Plt. Dirjen Kekayaan Intelektual: Catatkan Karya Cipta Memperkuat Bukti Kepemilikan Hak Cipta
Oleh Admin
Plt. Dirjen Kekayaan Intelektual: Catatkan Karya Cipta Memperkuat Bukti Kepemilikan Hak Cipta
Jayapura - Direktorat Jenderal Kekayaan Intelektual (DJKI) Kementerian Hukum dan Hak Asasi Manusia (Kemenkumham) menerima permohonan online pencatatan ciptaan karya seni batik bermotifkan burung cendrawasih dan rumah adat honai khas Papua.
Pencipta seni motif batik tersebut adalah Yohanes Walilo putra asli Papua. Dirinya menjelaskan bahwa motif batik yang dibuatnya untuk menunjukan ciri khas dari budaya Papua.

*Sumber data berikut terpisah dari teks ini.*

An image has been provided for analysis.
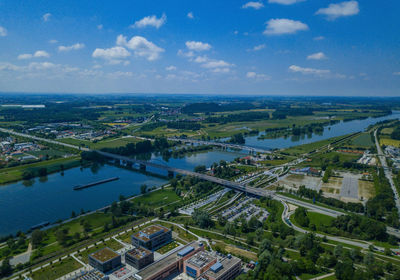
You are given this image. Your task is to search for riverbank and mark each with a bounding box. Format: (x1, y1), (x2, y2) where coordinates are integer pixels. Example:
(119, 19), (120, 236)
(0, 156), (82, 185)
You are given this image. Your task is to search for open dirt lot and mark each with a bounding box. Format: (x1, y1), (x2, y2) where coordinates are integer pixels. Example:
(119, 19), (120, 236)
(358, 179), (375, 200)
(274, 174), (322, 191)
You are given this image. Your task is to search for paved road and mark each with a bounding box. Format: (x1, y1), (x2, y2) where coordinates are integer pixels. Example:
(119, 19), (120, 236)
(374, 130), (400, 217)
(3, 128), (400, 250)
(340, 176), (359, 199)
(280, 200), (382, 251)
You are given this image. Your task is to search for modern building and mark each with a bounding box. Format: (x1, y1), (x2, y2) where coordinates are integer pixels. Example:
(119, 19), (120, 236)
(184, 251), (217, 278)
(134, 242), (204, 280)
(89, 247), (122, 273)
(204, 254), (242, 280)
(125, 247), (154, 270)
(131, 224), (172, 251)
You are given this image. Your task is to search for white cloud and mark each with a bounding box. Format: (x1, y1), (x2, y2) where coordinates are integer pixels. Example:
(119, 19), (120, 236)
(0, 26), (7, 37)
(58, 43), (85, 52)
(185, 41), (212, 51)
(92, 46), (131, 64)
(268, 0), (305, 5)
(117, 35), (164, 61)
(201, 60), (232, 69)
(49, 39), (58, 44)
(242, 2), (264, 10)
(29, 62), (56, 70)
(194, 56), (208, 63)
(18, 50), (50, 60)
(42, 13), (52, 22)
(131, 14), (166, 29)
(187, 12), (194, 19)
(307, 52), (327, 60)
(248, 44), (266, 52)
(212, 68), (231, 73)
(393, 72), (400, 76)
(166, 65), (177, 71)
(289, 65), (330, 76)
(177, 50), (195, 58)
(313, 36), (325, 41)
(316, 1), (359, 20)
(17, 54), (33, 60)
(264, 19), (309, 35)
(34, 50), (50, 58)
(97, 24), (103, 30)
(107, 71), (133, 78)
(246, 71), (270, 80)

Yohanes kemudian menjelaskan filosofi dari motif batiknya yaitu gambar burung cendrawasih merupakan burung yang hanya ada di wilayah Papua. Selain itu, ada pula rumah Honai yang merupakan salah satu rumah khas Papua, namun tidak dapat ditemukan di seluruh Papua, hanya dapat temui pada suku Dani tepatnya di lembah Baliem, Kabupaten Jayawijaya, Papua.

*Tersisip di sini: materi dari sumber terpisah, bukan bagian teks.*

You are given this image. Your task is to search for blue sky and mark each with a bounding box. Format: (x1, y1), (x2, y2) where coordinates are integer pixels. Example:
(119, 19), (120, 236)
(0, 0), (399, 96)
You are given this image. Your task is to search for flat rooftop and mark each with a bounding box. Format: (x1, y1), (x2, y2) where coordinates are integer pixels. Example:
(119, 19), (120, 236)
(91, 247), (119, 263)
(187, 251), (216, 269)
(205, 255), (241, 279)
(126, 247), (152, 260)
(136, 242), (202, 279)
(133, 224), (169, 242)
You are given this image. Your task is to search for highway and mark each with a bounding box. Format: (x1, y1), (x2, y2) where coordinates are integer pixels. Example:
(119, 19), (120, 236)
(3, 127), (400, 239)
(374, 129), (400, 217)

Pihak DJKI Kemenkumham menilai bahwa motif batik milik Yohanes perlu dicatatkan, sebab, motif tersebut belum ada dipasaran. Di mana yang membedakan motif batik milik Yohanes dengan yang beredar dipasaran adalah pada sisi belakang pakaian batik bergambarkan rumah adat honai, dimodifikasi dengan menambahkan ilustrasi panah dan perisai khas Papua.
Yohanes merasa pencatatan karya ciptaannya ke DJKI Kemenkumham perlu dilakukan sebagai upaya untuk mendapat kepastian hukum agar ciptaannya tidak ditiru dan dijiplak oleh orang lain.
Motif batik merupakan salah satu unsur jenis ciptaan yang dapat dilindungi hak ciptanya.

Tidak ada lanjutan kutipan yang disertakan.